1. An apparatus for casting material, said apparatus comprising:
a die for receiving a compressive force and having a shaped opening for receiving
a die insert, and
a die insert having an exterior shape that is adapted to cooperate with and be received
in said opening such that compressive forces impinging upon said die are focused upon
said die insert and such that tensile forces within said die and impinging upon said
die insert are minimized.
2. The apparatus of claim 1 wherein said exterior shape of said die insert is angled
from a surface away from a mating surface thereof towards a mating surface thereof.
3. The apparatus of claim 2 wherein said angle is greater than 90°.

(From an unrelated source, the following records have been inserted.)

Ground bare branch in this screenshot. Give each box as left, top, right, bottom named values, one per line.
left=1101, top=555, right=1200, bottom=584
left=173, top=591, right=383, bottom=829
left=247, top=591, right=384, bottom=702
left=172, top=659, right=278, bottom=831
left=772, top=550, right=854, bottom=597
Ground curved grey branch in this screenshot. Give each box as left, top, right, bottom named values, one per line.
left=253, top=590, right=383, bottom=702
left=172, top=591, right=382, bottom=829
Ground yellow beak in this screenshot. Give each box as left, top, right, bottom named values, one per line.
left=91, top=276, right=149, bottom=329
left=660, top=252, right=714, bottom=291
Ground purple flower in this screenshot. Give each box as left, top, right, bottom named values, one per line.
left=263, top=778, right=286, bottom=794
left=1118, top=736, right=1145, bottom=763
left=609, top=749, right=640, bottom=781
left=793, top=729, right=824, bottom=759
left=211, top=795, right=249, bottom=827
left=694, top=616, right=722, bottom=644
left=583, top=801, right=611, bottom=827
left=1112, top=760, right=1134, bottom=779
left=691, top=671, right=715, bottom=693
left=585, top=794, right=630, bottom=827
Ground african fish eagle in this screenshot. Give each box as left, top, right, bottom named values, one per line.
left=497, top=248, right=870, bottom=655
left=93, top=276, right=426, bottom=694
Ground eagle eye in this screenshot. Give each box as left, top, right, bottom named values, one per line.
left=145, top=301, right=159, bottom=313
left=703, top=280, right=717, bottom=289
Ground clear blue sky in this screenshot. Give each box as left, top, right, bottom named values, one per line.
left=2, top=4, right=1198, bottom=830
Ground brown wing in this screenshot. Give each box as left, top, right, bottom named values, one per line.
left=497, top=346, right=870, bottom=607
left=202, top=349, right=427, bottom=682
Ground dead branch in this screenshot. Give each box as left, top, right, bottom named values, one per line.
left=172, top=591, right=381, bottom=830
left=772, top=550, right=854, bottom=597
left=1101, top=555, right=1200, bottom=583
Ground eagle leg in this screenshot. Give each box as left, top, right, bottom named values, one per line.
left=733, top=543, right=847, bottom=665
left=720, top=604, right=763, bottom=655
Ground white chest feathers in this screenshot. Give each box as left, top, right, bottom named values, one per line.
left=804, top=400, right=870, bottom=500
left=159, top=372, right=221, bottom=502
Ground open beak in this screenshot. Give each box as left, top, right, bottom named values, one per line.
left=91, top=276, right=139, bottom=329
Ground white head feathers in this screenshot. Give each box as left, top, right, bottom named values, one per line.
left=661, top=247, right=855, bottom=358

4. The apparatus of any preceding claim wherein said die insert is constructed of a ceramic
material.
5. The apparatus of claim 4 wherein said ceramic material is silicon nitride.
6. The apparatus of any preceding claim wherein said die is adapted for use with parts
made of a high temperature nickel alloy.
7. The apparatus of any preceding claim wherein said die inserts have a shoulder for
holding said die insert within said die.
8. The apparatus of claim 7 further comprising a fastener which impinges upon said shoulder
and attaches to said die for holding said die insert within said die.
9. The apparatus of claim 8 wherein said fastener is a screw having a head resting on
said shoulder and a body anchored to said die.
10. The apparatus of any preceding claim wherein said exterior shape of said die insert
and shaped-opening of said die are analogous.
11. The apparatus of claim 10 wherein said exterior shape of said die insert and shaped-opening
of said die are identical.
12. The apparatus of any preceding claim wherein parts made in said die insert are for
use in jet engines.